In passato studi su pazienti epilettici avevano indotto il sospetto che, in qualche maniera, il sistema immunitario potesse essere coinvolto nell'epilessia: rispetto alle persone sane, infatti, i pazienti presentano un numero maggiore di leucociti nel cervello. I ricercatori italiani hanno utilizzato topolini epilettici, osservando cosa accade nel loro cervello. In concomitanza di attacchi, hanno osservato nei vasi sanguigni cerebrali dei topi l'interazione tra globuli bianchi neutrofili e la parete dei vasi stessi, l'endotelio. Questo legame avviene tramite proteine di adesione.

 

Gli esperti hanno quindi cercato di impedire il legame leucociti-endotelio utilizzando anticorpi diretti contro le proteine di adesione.
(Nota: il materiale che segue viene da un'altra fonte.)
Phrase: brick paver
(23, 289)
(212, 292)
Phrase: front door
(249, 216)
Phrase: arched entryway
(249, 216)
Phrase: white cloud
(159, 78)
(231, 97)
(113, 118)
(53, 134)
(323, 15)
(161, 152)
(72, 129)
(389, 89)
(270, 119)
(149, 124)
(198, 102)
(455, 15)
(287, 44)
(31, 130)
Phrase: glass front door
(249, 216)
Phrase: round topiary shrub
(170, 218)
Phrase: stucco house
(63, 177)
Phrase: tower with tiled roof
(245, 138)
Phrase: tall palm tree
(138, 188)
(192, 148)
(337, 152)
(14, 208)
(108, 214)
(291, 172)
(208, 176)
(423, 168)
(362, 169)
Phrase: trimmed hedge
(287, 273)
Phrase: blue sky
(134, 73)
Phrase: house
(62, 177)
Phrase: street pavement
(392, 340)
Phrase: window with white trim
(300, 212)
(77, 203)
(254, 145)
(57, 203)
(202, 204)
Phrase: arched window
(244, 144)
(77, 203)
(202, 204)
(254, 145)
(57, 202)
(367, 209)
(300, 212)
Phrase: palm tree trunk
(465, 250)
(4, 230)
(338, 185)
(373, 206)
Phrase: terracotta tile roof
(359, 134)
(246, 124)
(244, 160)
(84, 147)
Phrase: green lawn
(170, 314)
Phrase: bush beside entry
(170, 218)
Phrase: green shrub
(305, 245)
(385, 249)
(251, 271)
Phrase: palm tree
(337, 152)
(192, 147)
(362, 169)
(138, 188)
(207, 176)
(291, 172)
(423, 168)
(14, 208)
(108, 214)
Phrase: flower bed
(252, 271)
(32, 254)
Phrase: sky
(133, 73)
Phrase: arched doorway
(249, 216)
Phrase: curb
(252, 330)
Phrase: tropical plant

Come supponevano, impedendo questo legame si riducono gli attacchi e si prevengono gli attacchi cronici spontanei ricorrenti. In Italia, come nel resto del mondo, l'1% della popolazione soffre di epilessia. Di questi pazienti, il 30% non trae alcun giovamento dai farmaci oggi in commercio e per ridurre gli attacchi deve ricorrere ad un intervento chirurgico. Le cause della malattia restano ancora largamente sconosciute, ma si presume che, almeno per alcuni casi, alla base vi siano anche dei fattori ereditari. Naturalmente questa scoperta è facile che aprirà la strada a nuove forme di terapia.